The Fresh Loaf

A Community of Amateur Bakers and Artisan Bread Enthusiasts.

Preheating with bread within oven

Maggie Lou's picture
Maggie Lou

Preheating with bread within oven

First I shall congrats myself; I recently began bread-making, and have now made five loaves of bread and find it exhilirating!  I've used Jim Lahey's method and the Artisan methods so far.

 

QUESTION: We keep our house rather cool; 67-68, and I use my oven to raise dough the first time around. If for my second raise I want to use my oven for its insulated benefits, with the shaped loaves in bread pans, what would happen if I turn the oven on with the risen bread inside?  Rather than lose a loaf, I am hoping for some pro to come forth and give me the answer.

 

thanks!

 

flournwater's picture
flournwater

I'm not sure I fully understand your goal.  If you're wanting to try loading a cold oven with your bread and then turning on the oven to bake it I suspect you'd dry the loaf out before it had a chance to achieve the oven spring you would ordinarily want to see.  The instructions for making some breads do include starting in a cold oven but unless that's specifically stated in your source of information/instructions for the bread you're making I wouldn't recommend a cold oven start.

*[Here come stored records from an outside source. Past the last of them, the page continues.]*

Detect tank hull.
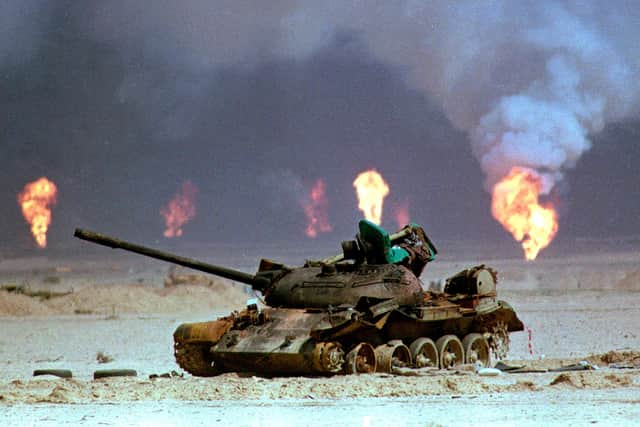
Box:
[174,294,523,376]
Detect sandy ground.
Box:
[0,246,640,425]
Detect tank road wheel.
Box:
[173,341,220,377]
[344,342,376,374]
[436,335,464,369]
[376,340,411,373]
[462,333,491,368]
[312,342,344,374]
[409,337,438,368]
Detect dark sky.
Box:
[0,0,640,254]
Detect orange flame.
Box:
[393,200,410,229]
[302,179,332,239]
[160,181,198,237]
[18,176,58,248]
[491,167,558,260]
[353,169,389,225]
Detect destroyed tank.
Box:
[75,220,523,377]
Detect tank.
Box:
[74,220,523,377]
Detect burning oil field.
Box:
[0,0,640,425]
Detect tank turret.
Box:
[74,221,435,308]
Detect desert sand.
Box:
[0,246,640,425]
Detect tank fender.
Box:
[173,317,234,344]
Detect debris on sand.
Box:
[96,351,113,363]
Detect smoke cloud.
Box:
[0,0,640,251]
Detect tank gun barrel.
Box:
[73,228,271,291]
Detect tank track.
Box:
[173,341,220,377]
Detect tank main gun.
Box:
[73,228,273,291]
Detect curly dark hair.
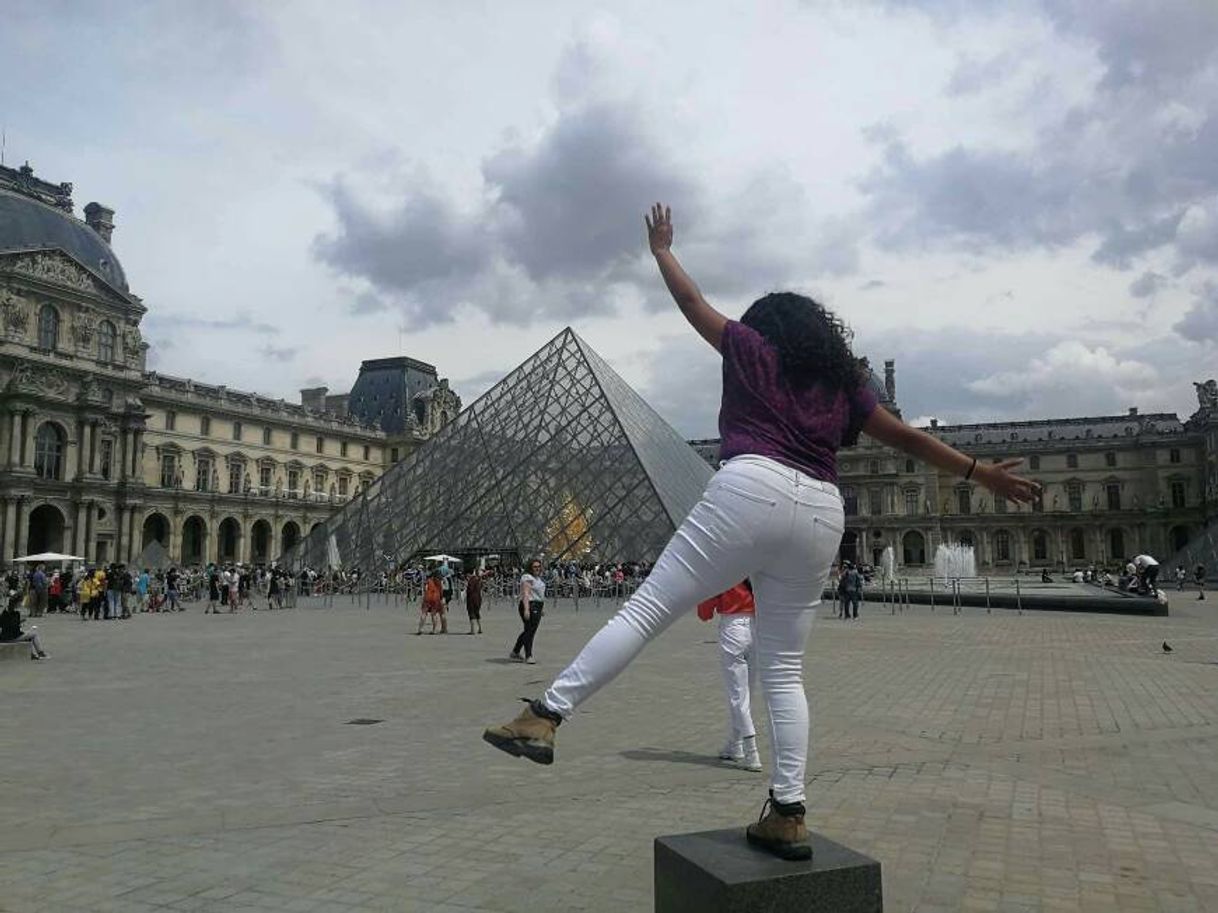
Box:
[741,292,861,390]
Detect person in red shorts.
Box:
[698,581,761,771]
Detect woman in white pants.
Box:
[482,205,1038,859]
[698,581,761,772]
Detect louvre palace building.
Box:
[0,166,462,565]
[692,362,1218,575]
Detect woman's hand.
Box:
[643,203,672,254]
[973,460,1040,504]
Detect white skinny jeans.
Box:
[719,615,756,743]
[542,455,844,802]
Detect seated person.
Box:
[0,605,49,660]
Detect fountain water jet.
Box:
[934,542,977,579]
[879,545,896,581]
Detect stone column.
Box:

If you're talking about using the oven as a source of warmth for your initial and/or subsequent rise, that is a common practice with bakers who can't get a warm environment within an enclosed area like the kitchen.  But if you're thinking about turning the oven on to do this you'd be flirting with real danger because you run the risk of getting the temperature higher than it should be for proper development of the dough.  You can turn your oven on briefly, to warm it and then let your dough rise in the enclosure but you should make every effort not to allow your oven temperature to reach more than 80 degrees (F) during that period.

PaddyL's picture
PaddyL

Some recipes, notably Cuban Bread, call for putting the bread into a cold oven, then turning it on, but I think that's before the loaf has done its last rising.  I did it once, but wasn't entirely impressed with the results.  It did work, though it wasn't as light as I like my breads.

Maggie Lou's picture
Maggie Lou

Oh yes, the bread would have been raising in the loaf pans for the 90 minutes or so, and I am wondering about leaving them in there, turning on the oven after and following through with the last step of baking.

 

ssor's picture
ssor

I do it often with plain white loaf bread. Especially in the summer when I wish to keep the heat load down. The shaped bread gets a full rise and goes into the oven as soon as I turn it on. It is a gas oven so there is no risk of infrared heating of the pans from a red hot electric element. With cookie baking in electric ovens it is easy to scortch the bottoms of the first batch because the heating element is exposed and stays on for most of the short baking period.